Newlands: What about the differentiation between American valuations and Chinese valuations? I’m hearing that Chinese valuations are still much higher than American valuations -- what impact does that have and where do you see that going?

Strebulaev: Chinese valuations are high even though there are less Chinese unicorns than American unicorns. China is a very large market, and also the VC-backed chinese market is relatively immature when compared to the U.S. market. It’s even easier in an immature market to build enthusiasm. Also, China faces its own investing problems; many Chinese investors have difficulty investing outside China for regulatory reasons, leading  to even higher valuations. It’s likely that the Chinese market is also overvalued.

Newlands: Where does that leave the United States?

Strebulaev: Several years ago, a lot of VC funds here in Silicon Valley were very active abroad; their funds were open and they had divisions in China, Brazil, India, and more. Recently, funds have been retreating from many of those countries. I think that funds find that it’s difficult to make money there. What’s happening now is that very, very top funds will effectively share their brand with the local Chinese funds in a mutually beneficial way, but the question is who makes the decisions? Something else that is important, though, is that many local investors who went abroad are now coming back.

Despite what I said about valuations, it is a very exciting time to be in Silicon Valley. First, because there are a lot of disruption going on in sectors that have traditionally never been disrupted technologically. For example, one sector that is as far away from the thoughts of as many people in Silicon Valley as possible is agriculture -- food. There are many more industries that can be disrupted.

Second, it’s important to realize that the cost of experimentation has fallen in almost all of the fields of human endeavor.
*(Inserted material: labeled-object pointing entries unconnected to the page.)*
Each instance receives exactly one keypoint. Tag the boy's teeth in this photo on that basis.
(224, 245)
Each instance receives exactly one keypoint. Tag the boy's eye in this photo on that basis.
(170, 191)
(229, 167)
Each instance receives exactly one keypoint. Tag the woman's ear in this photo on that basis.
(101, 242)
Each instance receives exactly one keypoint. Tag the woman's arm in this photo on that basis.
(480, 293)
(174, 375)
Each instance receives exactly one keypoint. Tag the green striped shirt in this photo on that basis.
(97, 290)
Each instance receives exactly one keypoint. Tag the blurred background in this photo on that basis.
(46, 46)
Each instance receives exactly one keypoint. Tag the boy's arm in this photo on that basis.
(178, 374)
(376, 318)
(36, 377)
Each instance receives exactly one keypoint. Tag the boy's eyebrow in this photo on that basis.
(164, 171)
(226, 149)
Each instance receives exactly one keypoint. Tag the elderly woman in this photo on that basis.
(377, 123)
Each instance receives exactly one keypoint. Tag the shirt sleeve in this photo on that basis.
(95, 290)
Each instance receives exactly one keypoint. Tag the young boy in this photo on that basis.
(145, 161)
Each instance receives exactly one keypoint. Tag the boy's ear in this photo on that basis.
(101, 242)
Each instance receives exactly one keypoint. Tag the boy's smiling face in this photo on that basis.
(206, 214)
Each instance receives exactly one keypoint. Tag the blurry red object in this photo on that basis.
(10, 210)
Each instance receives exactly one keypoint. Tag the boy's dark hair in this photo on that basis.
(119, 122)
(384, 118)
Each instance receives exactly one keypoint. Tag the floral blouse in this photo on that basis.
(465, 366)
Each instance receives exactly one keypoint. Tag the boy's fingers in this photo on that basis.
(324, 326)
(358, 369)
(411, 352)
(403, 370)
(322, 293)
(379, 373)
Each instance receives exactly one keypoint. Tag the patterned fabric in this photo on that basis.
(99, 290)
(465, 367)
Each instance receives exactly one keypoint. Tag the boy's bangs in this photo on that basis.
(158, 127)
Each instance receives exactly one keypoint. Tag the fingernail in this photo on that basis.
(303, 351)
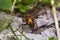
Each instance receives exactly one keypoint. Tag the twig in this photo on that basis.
(55, 18)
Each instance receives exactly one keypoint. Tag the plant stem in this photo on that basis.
(12, 8)
(55, 18)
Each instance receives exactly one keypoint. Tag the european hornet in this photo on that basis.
(29, 17)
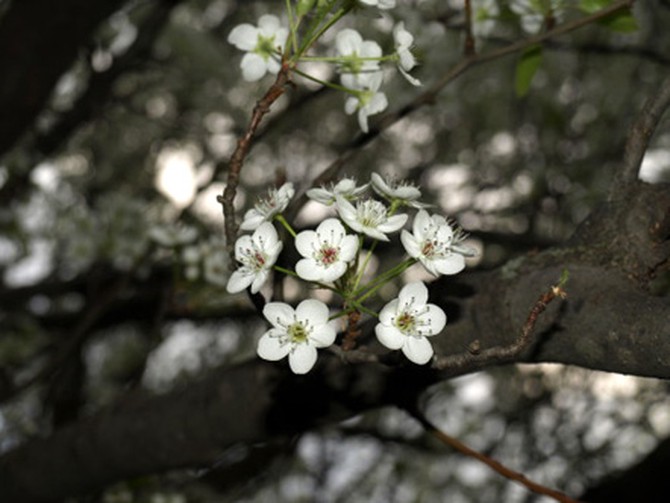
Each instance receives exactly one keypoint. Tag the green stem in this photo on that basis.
(288, 272)
(314, 37)
(359, 277)
(368, 290)
(332, 85)
(287, 226)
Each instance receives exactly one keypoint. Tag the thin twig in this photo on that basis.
(430, 95)
(638, 140)
(243, 145)
(492, 463)
(478, 358)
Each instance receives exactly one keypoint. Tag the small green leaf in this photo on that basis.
(591, 6)
(622, 22)
(526, 68)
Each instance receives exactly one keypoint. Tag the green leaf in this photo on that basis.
(622, 22)
(591, 6)
(526, 68)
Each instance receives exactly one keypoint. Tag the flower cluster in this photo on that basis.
(333, 258)
(269, 45)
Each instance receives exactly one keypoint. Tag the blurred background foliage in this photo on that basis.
(518, 173)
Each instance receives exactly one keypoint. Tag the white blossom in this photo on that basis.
(262, 44)
(257, 254)
(404, 192)
(369, 217)
(407, 321)
(368, 101)
(345, 187)
(267, 208)
(296, 333)
(360, 59)
(327, 252)
(436, 245)
(403, 41)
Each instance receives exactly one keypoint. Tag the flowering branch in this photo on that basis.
(243, 145)
(477, 358)
(491, 463)
(429, 96)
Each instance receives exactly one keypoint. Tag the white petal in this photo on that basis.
(422, 223)
(436, 319)
(452, 264)
(388, 312)
(239, 281)
(273, 66)
(333, 272)
(271, 348)
(312, 310)
(380, 186)
(390, 337)
(351, 105)
(308, 269)
(321, 195)
(269, 24)
(244, 36)
(259, 280)
(302, 358)
(252, 219)
(418, 350)
(393, 223)
(323, 336)
(348, 41)
(253, 67)
(279, 314)
(412, 80)
(410, 243)
(306, 242)
(415, 293)
(348, 248)
(331, 227)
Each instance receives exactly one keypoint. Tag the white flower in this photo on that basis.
(172, 235)
(327, 252)
(265, 210)
(404, 192)
(406, 61)
(345, 187)
(435, 244)
(382, 4)
(296, 333)
(360, 59)
(405, 322)
(262, 44)
(257, 254)
(369, 217)
(367, 101)
(215, 268)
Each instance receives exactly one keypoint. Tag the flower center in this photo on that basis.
(297, 332)
(265, 46)
(371, 213)
(328, 255)
(405, 322)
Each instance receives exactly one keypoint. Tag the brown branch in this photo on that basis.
(430, 95)
(237, 159)
(476, 358)
(638, 140)
(491, 463)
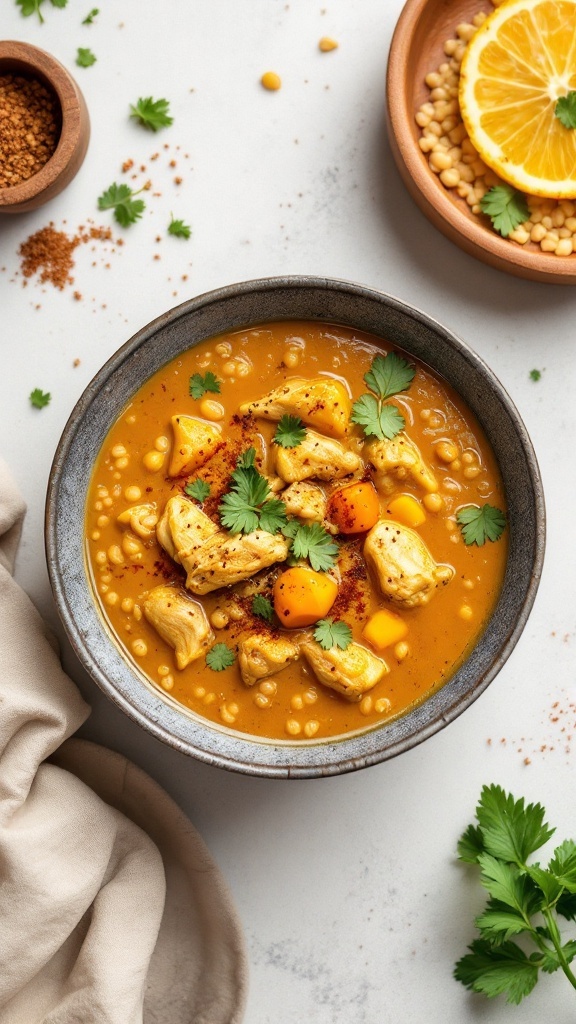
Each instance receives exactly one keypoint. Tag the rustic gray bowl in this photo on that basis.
(235, 307)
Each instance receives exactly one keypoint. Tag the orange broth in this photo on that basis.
(131, 469)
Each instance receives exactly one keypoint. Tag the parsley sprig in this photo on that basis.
(248, 506)
(152, 114)
(481, 524)
(525, 899)
(388, 375)
(121, 199)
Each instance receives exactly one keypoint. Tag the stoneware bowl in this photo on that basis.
(240, 306)
(57, 172)
(417, 48)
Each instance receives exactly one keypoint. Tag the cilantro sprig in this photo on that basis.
(199, 385)
(248, 506)
(121, 199)
(524, 899)
(388, 375)
(505, 207)
(332, 633)
(481, 524)
(152, 114)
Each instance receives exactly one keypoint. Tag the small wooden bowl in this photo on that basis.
(417, 48)
(22, 58)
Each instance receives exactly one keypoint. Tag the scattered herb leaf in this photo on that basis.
(505, 207)
(481, 524)
(178, 228)
(332, 633)
(39, 398)
(85, 57)
(565, 110)
(199, 489)
(247, 506)
(121, 199)
(290, 431)
(262, 607)
(199, 385)
(313, 542)
(152, 114)
(219, 656)
(523, 898)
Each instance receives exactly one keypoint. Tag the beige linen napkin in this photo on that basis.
(111, 909)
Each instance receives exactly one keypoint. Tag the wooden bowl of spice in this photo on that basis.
(44, 127)
(445, 174)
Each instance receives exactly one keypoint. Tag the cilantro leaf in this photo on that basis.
(198, 385)
(262, 607)
(505, 207)
(85, 57)
(332, 633)
(565, 110)
(219, 656)
(376, 419)
(481, 524)
(198, 489)
(120, 199)
(315, 543)
(290, 431)
(178, 228)
(497, 970)
(39, 398)
(388, 375)
(152, 114)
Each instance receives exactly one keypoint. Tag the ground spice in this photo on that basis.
(29, 128)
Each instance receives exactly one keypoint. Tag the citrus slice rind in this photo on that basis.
(518, 65)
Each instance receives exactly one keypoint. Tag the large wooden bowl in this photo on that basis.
(417, 48)
(57, 172)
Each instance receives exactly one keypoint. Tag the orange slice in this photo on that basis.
(516, 68)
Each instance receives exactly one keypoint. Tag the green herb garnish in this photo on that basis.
(481, 524)
(248, 506)
(219, 656)
(152, 114)
(121, 199)
(332, 633)
(505, 207)
(39, 398)
(199, 385)
(525, 899)
(388, 375)
(565, 110)
(198, 489)
(290, 431)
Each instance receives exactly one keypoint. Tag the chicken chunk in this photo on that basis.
(260, 656)
(180, 622)
(396, 460)
(228, 558)
(406, 570)
(195, 442)
(182, 527)
(323, 402)
(317, 457)
(351, 672)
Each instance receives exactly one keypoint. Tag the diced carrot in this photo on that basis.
(355, 509)
(384, 629)
(301, 596)
(407, 510)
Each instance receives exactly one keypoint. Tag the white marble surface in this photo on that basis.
(354, 906)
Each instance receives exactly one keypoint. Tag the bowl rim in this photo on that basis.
(436, 202)
(86, 630)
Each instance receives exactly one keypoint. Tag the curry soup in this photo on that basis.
(354, 594)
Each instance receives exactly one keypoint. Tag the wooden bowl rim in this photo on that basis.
(430, 197)
(67, 92)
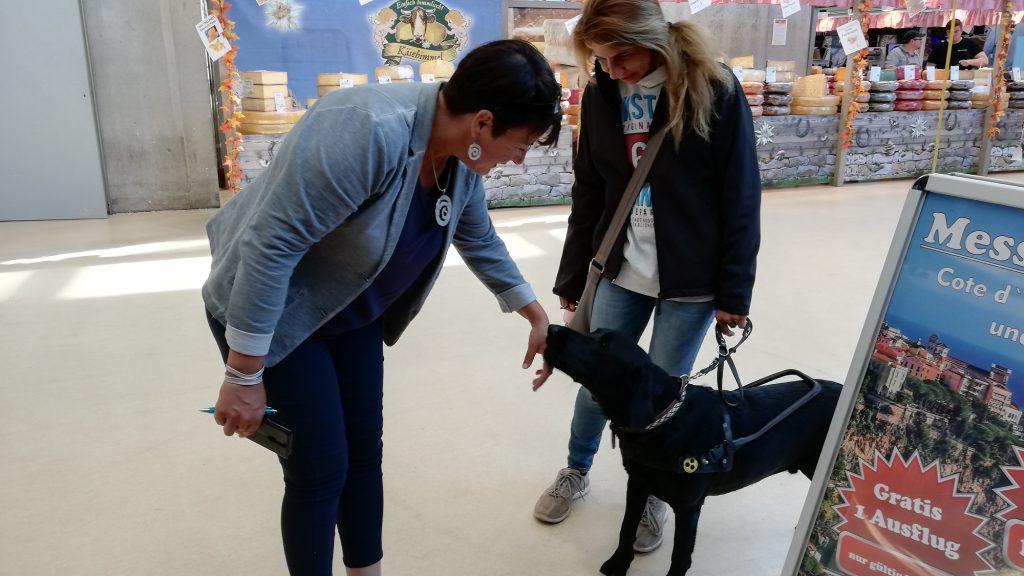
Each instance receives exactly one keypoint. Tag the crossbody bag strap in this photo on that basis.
(629, 198)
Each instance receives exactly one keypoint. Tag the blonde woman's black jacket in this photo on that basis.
(706, 195)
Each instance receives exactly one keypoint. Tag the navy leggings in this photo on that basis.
(330, 392)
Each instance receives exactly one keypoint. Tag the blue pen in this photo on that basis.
(211, 410)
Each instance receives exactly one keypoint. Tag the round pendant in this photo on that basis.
(442, 209)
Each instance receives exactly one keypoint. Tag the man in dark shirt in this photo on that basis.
(966, 53)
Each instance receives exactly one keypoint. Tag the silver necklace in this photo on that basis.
(442, 208)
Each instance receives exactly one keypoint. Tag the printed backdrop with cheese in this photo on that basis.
(309, 38)
(929, 479)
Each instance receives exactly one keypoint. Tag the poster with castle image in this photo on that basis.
(929, 470)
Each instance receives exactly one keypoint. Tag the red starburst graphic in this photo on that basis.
(904, 507)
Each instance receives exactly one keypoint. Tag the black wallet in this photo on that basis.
(274, 437)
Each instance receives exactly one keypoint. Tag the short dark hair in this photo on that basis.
(511, 79)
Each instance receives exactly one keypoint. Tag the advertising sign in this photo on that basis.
(924, 467)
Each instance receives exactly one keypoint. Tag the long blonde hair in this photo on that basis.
(692, 73)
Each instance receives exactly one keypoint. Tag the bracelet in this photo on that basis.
(241, 378)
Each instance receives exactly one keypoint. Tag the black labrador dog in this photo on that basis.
(678, 440)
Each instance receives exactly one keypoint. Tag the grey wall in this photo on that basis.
(153, 96)
(745, 29)
(49, 154)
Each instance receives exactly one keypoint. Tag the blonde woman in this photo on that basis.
(687, 255)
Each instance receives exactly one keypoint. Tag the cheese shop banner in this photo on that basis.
(309, 37)
(929, 468)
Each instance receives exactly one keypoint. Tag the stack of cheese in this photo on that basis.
(883, 95)
(266, 108)
(810, 96)
(960, 93)
(399, 73)
(441, 71)
(909, 95)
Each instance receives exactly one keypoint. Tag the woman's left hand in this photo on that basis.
(726, 321)
(534, 312)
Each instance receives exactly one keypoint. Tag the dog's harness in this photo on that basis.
(720, 457)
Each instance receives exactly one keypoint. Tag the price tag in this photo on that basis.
(697, 5)
(790, 7)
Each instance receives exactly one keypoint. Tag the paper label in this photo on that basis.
(778, 32)
(790, 7)
(697, 5)
(852, 37)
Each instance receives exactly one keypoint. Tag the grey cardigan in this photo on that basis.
(308, 235)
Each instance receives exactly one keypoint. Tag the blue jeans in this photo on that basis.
(679, 330)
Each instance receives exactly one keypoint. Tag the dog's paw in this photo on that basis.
(617, 565)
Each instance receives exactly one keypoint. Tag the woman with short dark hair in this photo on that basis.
(331, 252)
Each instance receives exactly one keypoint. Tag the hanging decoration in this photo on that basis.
(998, 80)
(229, 98)
(859, 65)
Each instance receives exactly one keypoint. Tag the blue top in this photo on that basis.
(304, 239)
(419, 244)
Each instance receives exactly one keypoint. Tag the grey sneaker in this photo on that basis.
(556, 502)
(650, 531)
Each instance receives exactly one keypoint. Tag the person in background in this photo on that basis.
(908, 51)
(688, 254)
(966, 52)
(331, 252)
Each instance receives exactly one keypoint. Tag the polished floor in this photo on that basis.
(109, 469)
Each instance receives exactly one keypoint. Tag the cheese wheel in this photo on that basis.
(813, 110)
(255, 118)
(908, 106)
(778, 87)
(395, 73)
(753, 87)
(264, 128)
(335, 79)
(816, 100)
(909, 94)
(268, 77)
(442, 70)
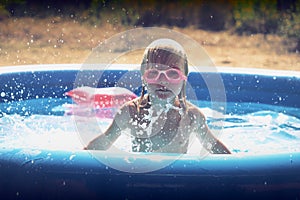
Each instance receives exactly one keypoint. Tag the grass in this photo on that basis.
(54, 40)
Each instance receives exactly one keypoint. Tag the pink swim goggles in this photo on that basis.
(173, 75)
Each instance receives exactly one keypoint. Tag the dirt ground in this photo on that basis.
(56, 40)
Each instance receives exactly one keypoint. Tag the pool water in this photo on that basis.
(245, 128)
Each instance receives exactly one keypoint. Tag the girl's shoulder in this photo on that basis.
(195, 113)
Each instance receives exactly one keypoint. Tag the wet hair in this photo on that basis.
(165, 51)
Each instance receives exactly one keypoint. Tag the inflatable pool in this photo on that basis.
(29, 171)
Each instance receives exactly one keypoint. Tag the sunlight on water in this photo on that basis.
(259, 132)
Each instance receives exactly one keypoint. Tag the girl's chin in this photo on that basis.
(164, 95)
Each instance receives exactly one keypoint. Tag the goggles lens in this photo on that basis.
(173, 75)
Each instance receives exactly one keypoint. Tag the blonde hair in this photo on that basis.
(165, 51)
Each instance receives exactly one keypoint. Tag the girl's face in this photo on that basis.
(165, 81)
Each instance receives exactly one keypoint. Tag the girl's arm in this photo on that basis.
(212, 144)
(209, 141)
(105, 140)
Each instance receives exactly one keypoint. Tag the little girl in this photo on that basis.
(161, 120)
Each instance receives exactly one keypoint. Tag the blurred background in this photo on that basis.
(249, 33)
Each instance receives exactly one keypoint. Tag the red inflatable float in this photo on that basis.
(100, 102)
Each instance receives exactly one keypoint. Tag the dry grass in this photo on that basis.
(55, 40)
That increases the number of people who are ready to experiment, especially ones who will experiment with crazy ideas who would have never been funded before. Now they don’t necessarily need a huge amount of funding, you just need to find one crazy angel who believe in you. That angel may be lucky or a visionary, and thousands of startups will fail, but that one will succeed which has never been funded before.

Newlands: What is some advice you can give to young entrepreneurs?

Strebulaev: There are several financial pitfalls there. The first is that young entrepreneurs typically delay thinking or doing anything about funding until it is too late. My recommendation -- based upon my teaching and research -- is to meet with potential investors very early in the process of working on their startup because potential investors know the industry, have expertise, and can very often direct what people should do very early on in the process. Also, founders typically have a very narrow expertise. They may be the best in the world at their idea, but they know very little outside of that, especially if they are first time founders, and investors are going to help them quite a bit. If you meet with investors too late then you will pass a number of milestones where important decisions will have to be made; many potentially successful startups fail because of that. Or you just won’t have time to choose the best investors who can show you the best deal.